After reading this guide I thought I no longer need to use mecpy in case of unified memory on Tegra but probably I am wrong:
My main problem is that if in this code with unified memory I don’t do memcpy but pass the array directly to the CUDA kernel via unified memory it doesn’t work. It seems absurd on Tegra to have to use memcpy if there is unified memory because on the soc GPU and CPU really share the same memory:
You may try these examples for a way of using unified memory:
In short, first allocate unified memory. You would then be able to use its address for both CPU and GPU processing, such as read from CPU into it, then transform it from GPU.
Thanks, but I used cudaMallocManaged and then allocated the unified memory.
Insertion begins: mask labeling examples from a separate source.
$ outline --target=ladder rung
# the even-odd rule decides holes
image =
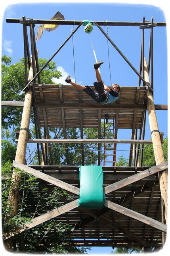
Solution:
[[[114,130],[114,129],[105,129],[105,130],[112,130],[112,130]]]

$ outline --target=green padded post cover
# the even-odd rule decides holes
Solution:
[[[92,209],[104,206],[102,167],[81,165],[79,167],[80,187],[78,206]]]

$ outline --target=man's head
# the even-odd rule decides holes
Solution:
[[[113,83],[113,87],[112,89],[114,91],[117,91],[118,93],[119,93],[120,89],[121,89],[121,87],[118,84],[117,84],[117,83]]]

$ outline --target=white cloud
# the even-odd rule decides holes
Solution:
[[[58,66],[57,67],[57,69],[59,71],[61,72],[63,76],[61,78],[59,78],[59,79],[57,79],[57,78],[53,78],[52,80],[53,81],[55,84],[57,84],[58,83],[62,83],[63,85],[68,85],[66,82],[65,81],[65,80],[67,77],[69,75],[69,74],[65,70],[64,68],[61,67],[61,66]],[[74,78],[71,76],[71,80],[73,82],[75,82],[75,79]],[[78,83],[80,84],[81,82],[79,82]]]
[[[2,43],[2,47],[4,50],[7,52],[11,56],[13,51],[12,50],[12,41],[8,41],[8,40],[3,40]]]
[[[4,16],[6,18],[15,18],[16,13],[13,10],[13,5],[8,6],[5,10]]]

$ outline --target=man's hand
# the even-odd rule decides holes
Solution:
[[[104,88],[105,88],[105,91],[110,91],[111,90],[108,87],[107,87],[107,86],[104,84],[103,81],[103,84]]]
In this case, shouldn’t memcpy be used anymore? Can I please ask you to modify my code to understand where am I wrong in allocating the memory to pass to the CUDA kernel?
I have already read these links before making the post, I apologize if you interpreted this way … unfortunately in the posts you linked to me (one is a topic that I created and to which you have brilliantly answered) the code is written in opencv and I don’t understand where am I wrong in my CUDA code. Sorry but I searched thoroughly in the forum before posting. If you want to be paid I am still available to pay you for the consultation.
Dear Honey thank you. The problem was related to the fact that in the posted code, not using opencv I was messing with pointers. I followed your suggestions step by step and realized that I was not using managed memory when passing the pointer to the kernel. I rewrote everything using OpenCv and realized where I was wrong thanks to your suggestions.